Al principio ejerció el oficio de cocinero con gran espíritu de sacrificio y de caridad


sobrenatural. Se le atribuyeron muchos milagros.

Se le tenía en tal aprecio que en 1578, siendo religioso no sacerdote, fue nombrado superior
del convento. Por tres años guió a su comunidad con sabiduría, prudencia y gran caridad.
Con ocasión del Capítulo provincial se trasladó a Agrigento, donde, por la fama de su
santidad, que se había difundido rápidamente, fue acogido con calurosas manifestaciones
del pueblo.

Nombrado maestro de novicios, atendió a este delicado oficio de la formación de los jóvenes
con tanta santidad, que se creyó que tenía el don de escrutar los corazones. Finalmente
volvió a su primitivo oficio de cocinero. 

Un gran número de devotos iba a él a consultarlo, entre los cuales también sacerdotes y
teólogos, y finalmente el Virrey de Sicilia. Para todos tenía una palabra sabia, iluminadora,
que animaba siempre al bien. Humilde y devoto, redoblaba las penitencias, ayunando y
flagelándose hasta derramar sangre. Realizó numerosas curaciones. Cuando salía del
convento la gente lo rodeaba para besarle la mano, tocarle el hábito, los que tenían algún
tipo de vicios acudían a Él para encomendarse a sus oraciones. Dócil instrumento de la
bondad divina, hacía inmenso bien a favor de las almas.

En 1589 enfermó gravemente y por revelación conoció el día y hora de su muerte. Recibió
los últimos sacramentos, y el 4 de abril de 1589 expiró dulcemente a la edad de 63 años,
pronunciando las palabras de Jesús moribundo: «En tus manos, Señor, encomiendo mi
espíritu». Su culto se difundió ampliamente y vino a ser el protector de los pueblos negros. 
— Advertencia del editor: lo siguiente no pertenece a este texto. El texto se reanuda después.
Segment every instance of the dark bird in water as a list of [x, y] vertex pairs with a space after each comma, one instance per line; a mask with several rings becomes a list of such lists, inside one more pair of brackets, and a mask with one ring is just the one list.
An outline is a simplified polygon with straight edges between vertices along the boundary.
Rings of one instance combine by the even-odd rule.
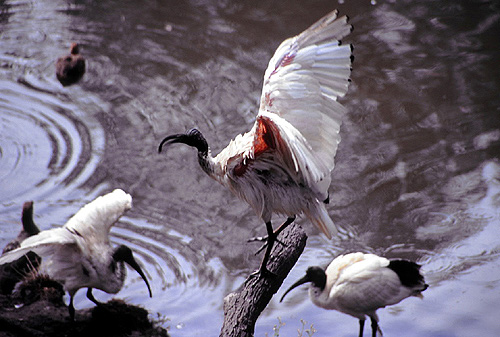
[[56, 76], [63, 86], [75, 84], [85, 74], [85, 58], [79, 53], [80, 46], [73, 42], [69, 55], [57, 59]]
[[[337, 102], [347, 92], [352, 48], [340, 45], [351, 32], [347, 17], [327, 14], [301, 34], [285, 40], [264, 75], [259, 113], [252, 129], [213, 157], [197, 129], [162, 140], [198, 150], [198, 162], [213, 179], [246, 201], [264, 221], [266, 267], [279, 233], [304, 214], [328, 238], [337, 229], [328, 215], [328, 188], [339, 129], [346, 109]], [[273, 213], [287, 220], [273, 229]], [[264, 248], [263, 247], [263, 248]]]
[[64, 226], [30, 236], [19, 248], [0, 256], [0, 265], [30, 251], [38, 254], [42, 258], [40, 272], [61, 282], [69, 293], [71, 319], [75, 315], [73, 298], [80, 288], [87, 288], [88, 299], [96, 304], [93, 288], [110, 294], [120, 291], [126, 276], [125, 263], [139, 273], [152, 296], [132, 250], [125, 245], [112, 247], [109, 241], [111, 227], [131, 207], [132, 197], [116, 189], [87, 204]]
[[40, 229], [38, 229], [35, 221], [33, 220], [33, 201], [26, 201], [23, 204], [21, 222], [23, 228], [19, 232], [19, 235], [4, 247], [2, 254], [18, 248], [21, 242], [23, 242], [25, 239], [32, 235], [40, 233]]
[[[33, 221], [33, 201], [26, 201], [23, 204], [21, 216], [23, 228], [17, 237], [5, 245], [2, 255], [19, 248], [21, 242], [30, 236], [40, 233], [37, 225]], [[8, 295], [12, 292], [15, 285], [22, 281], [26, 276], [32, 273], [40, 265], [40, 257], [33, 252], [21, 256], [11, 263], [0, 266], [0, 293]]]
[[377, 336], [377, 331], [382, 335], [377, 309], [410, 296], [423, 298], [421, 292], [428, 287], [420, 266], [414, 262], [351, 253], [335, 258], [326, 270], [309, 267], [280, 302], [292, 289], [307, 282], [311, 282], [309, 297], [315, 305], [359, 319], [359, 337], [363, 336], [366, 316], [371, 319], [372, 337]]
Fue canonizado el 24 de mayo de 1807 por el Papa Pío VII.

La fiesta de hoy es una LLAMADA A LA SANTIDAD para todos nosotros. Ser santos no es
hacer necesariamente milagros, ni dejar obras sorprendentes para la historia. Es difícil definir
lo que es la santidad, pero todos esos santos de nuestra devoción, nos demuestran que
seguir a Cristo es posible, y que eso es la santidad. Tuvieron defectos. No eran perfectos.
Cometieron pecados. Fueron "normales". Pero creyeron en el Evangelio y lo cumplieron.
Algunos han dejado huella profunda. Otros han pasado desapercibidos. Hoy honramos a uno
de ellos, San Benito de Palermo. Y aceptamos su invitación a seguir su camino.

Nosotros también debemos tener a Dios como anhelo fundamental. Nosotros, al celebrar
esta fiesta, deberíamos sentir una llamada muy honda a ser como Benito, a hacer como los
santos. DEBERÍAMOS SENTIR UNA LLAMADA MUY HONDA A TENER DE VERDAD, MUY
DE VERDAD, A DIOS COMO EL ANHELO FUNDAMENTAL, DECISIVO, DETERMINANTE,
DE NUESTRAS VIDAS. Porque si lo hacemos así, si en verdad lo tenemos, lo tendremos ya
todo, porque en Dios está todo. DIOS ES LA GRACIA QUE SALVA, la promesa que nunca
falla, la paz cuando todo se tambalea, el futuro gratuito, bondadoso y sorprendente, que está
más allá de lo que nosotros trabajamos y construimos, la roca firme en la que podemos
edificar sin miedo nuestras vidas, el perdón ofrecido constantemente y que permite en cada
instante empezar de nuevo.

Celebremos, pues, con gozo y acción de gracias, la fiesta de este Santo. Y que el Dios que a
Él le llenó tan plenamente, nos llene también a nosotros y llegue a ser -de verdad- el sentido
y el anhelo más hondo de nuestras vidas. Amén.